Yesterday’s Supreme Court ruling in Coventry v Lawrence  has been widely welcomed as a victory for common sense by several of the interveners in the case – and for heading off the chaos that the opposite decision could have wreaked.
Law Society president Jonathan Smithers said a ruling of incompatibility would have had “a serious impact on many thousands of pre-April 2013 cases which are still being litigated, as well as claims to which the pre-Jackson costs rules continue to apply, such as mesothelioma, insolvency and publication and privacy cases”.
He continued: “Such a ruling could also have caused huge confusion in the system, and whatever the merits of the previous ‘no-win, no-fee’ arrangements, that would not have been in the wider interests of justice.”
The Bar Council said that any other outcome “would have resulted in uncertainty and disruption to clients, lawyers and to the justice system as a whole”.
Nicholas Bacon QC, who led the Bar Council’s legal team before the court, said: “This judgment should put an end to the uncertainty which had been troubling clients and practitioners who had entered into pre Jackson CFAs or ATE policies where work in progress was often substantial and where access to justice in continuing cases was severely threatened.”
Chairman of the Bar Alistair MacDonald QC added: “As far as access to justice is concerned, this is the result that is in the best interests of both clients and practitioners.”
Greg Cox, a partner at Colemans-ctts, was also on the Bar Council’s team – the only solicitor-advocate on the benches of the Supreme Court during the ruling – and he said: “The majority of the court has given a clear judgment which reinforces the rights of litigants and their lawyers and should avoid the potential for large scale satellite litigation.

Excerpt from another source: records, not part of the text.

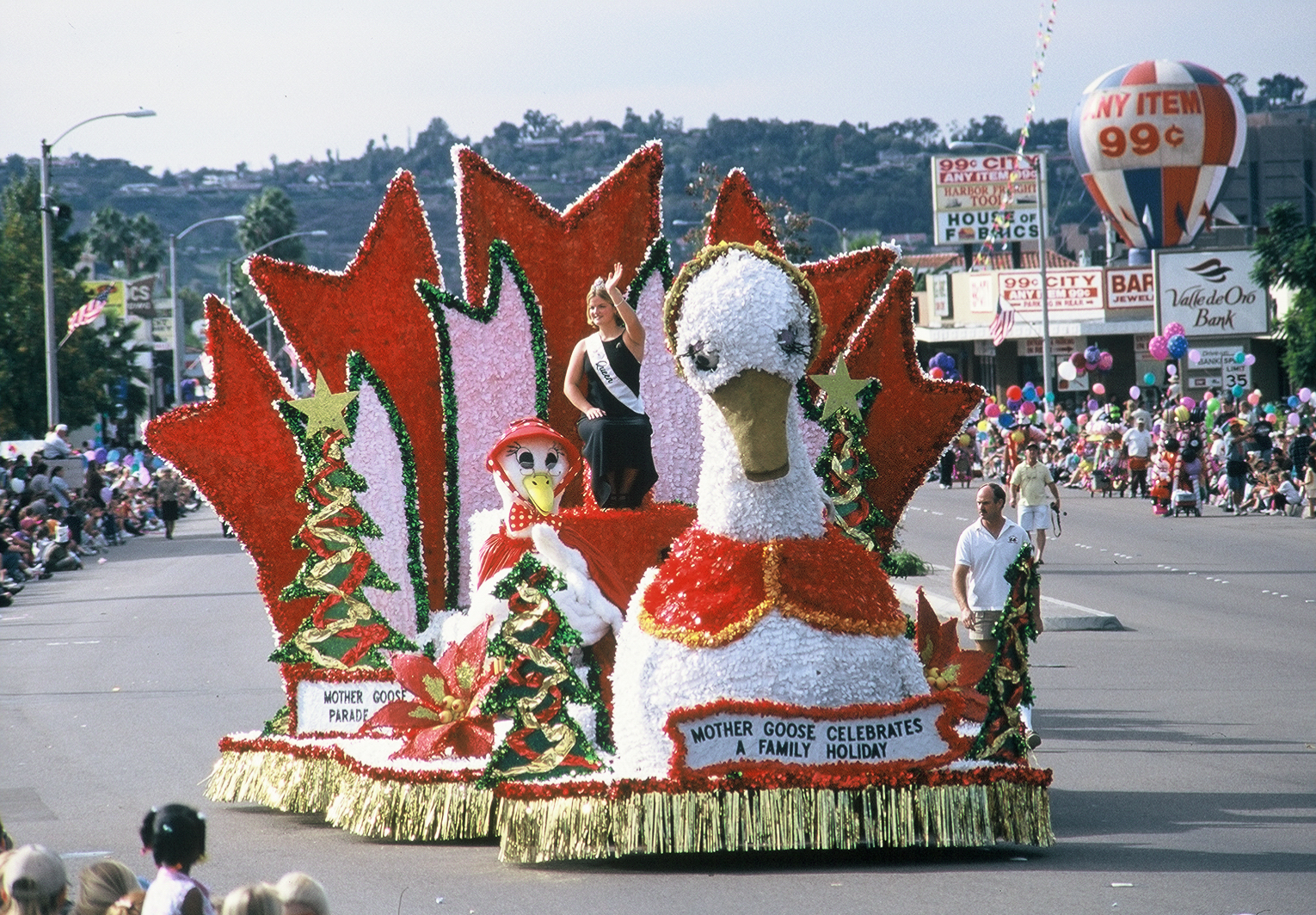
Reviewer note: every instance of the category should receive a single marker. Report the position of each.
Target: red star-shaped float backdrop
(561, 253)
(372, 309)
(238, 451)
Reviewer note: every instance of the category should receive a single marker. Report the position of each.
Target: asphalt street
(1184, 746)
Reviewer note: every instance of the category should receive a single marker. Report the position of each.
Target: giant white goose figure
(761, 598)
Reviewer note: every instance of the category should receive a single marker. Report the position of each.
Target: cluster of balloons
(134, 461)
(1171, 344)
(1092, 359)
(943, 366)
(1024, 404)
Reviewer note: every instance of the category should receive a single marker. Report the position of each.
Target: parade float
(471, 648)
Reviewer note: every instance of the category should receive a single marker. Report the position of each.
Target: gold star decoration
(839, 390)
(324, 409)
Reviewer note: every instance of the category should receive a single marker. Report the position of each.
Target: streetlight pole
(179, 331)
(1041, 258)
(47, 261)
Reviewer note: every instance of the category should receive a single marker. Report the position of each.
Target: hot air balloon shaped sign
(1154, 143)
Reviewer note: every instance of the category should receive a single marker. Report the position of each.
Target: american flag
(1003, 322)
(91, 311)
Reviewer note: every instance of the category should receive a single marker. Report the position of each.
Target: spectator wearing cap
(34, 882)
(1028, 485)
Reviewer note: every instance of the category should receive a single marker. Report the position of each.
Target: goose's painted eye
(790, 341)
(702, 359)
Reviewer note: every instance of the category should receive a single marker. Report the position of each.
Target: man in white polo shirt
(982, 556)
(985, 552)
(1028, 485)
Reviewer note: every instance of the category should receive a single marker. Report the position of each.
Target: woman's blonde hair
(598, 289)
(253, 900)
(304, 892)
(103, 884)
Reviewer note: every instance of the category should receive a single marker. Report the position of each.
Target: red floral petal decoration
(945, 661)
(561, 252)
(451, 689)
(913, 416)
(372, 309)
(251, 481)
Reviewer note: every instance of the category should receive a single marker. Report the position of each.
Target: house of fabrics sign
(1209, 292)
(968, 193)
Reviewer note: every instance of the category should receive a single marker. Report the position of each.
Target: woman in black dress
(603, 384)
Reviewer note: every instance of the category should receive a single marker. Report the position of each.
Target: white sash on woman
(603, 369)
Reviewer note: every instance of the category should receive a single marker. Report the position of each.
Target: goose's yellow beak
(540, 488)
(754, 403)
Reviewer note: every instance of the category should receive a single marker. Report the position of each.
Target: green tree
(1279, 91)
(270, 215)
(136, 243)
(94, 365)
(1288, 255)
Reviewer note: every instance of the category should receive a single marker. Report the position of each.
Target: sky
(237, 81)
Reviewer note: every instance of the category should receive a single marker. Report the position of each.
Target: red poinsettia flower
(445, 721)
(945, 664)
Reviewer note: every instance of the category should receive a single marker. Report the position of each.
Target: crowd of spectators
(1233, 456)
(49, 525)
(34, 880)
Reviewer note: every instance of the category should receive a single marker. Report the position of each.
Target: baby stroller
(1184, 502)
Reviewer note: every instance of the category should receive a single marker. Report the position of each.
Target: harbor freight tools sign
(739, 735)
(327, 707)
(1211, 292)
(968, 193)
(1067, 289)
(1129, 287)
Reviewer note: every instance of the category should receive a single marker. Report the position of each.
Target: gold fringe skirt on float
(565, 828)
(364, 803)
(565, 822)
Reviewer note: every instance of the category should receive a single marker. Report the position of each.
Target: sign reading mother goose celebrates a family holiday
(739, 734)
(1211, 292)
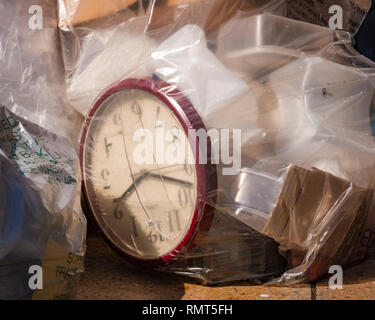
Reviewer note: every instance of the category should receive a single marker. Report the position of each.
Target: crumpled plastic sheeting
(39, 184)
(303, 99)
(31, 69)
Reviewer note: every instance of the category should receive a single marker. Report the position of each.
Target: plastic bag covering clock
(300, 178)
(39, 169)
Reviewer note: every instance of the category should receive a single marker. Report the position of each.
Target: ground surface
(108, 276)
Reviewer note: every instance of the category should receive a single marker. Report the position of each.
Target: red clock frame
(189, 118)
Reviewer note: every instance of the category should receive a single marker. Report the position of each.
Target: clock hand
(128, 191)
(144, 174)
(170, 179)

“I am particularly grateful that the court accepted our submission that litigants and lawyers had and have a legitimate expectation (and protected possession rights under article 1 First Protocol [of the European Convention on Human Rights]) in recovering fees and premiums properly incurred under the pre LASPO regime.
“The observations that the current LASPO system may inherently restrict access to justice will undoubtedly stimulate further debate on that point.
“One commentator put the true amount in issue at £15bn. The issues at stake were enough to draw eight interveners into the fray over two and a half days and use up a small forest of paper and materials. Clients and lawyers breathed a huge sigh of relief but, perhaps, not quite as large as the sigh from the government, which had faced the potential £15bn bill if the commentator’s figures were correct.”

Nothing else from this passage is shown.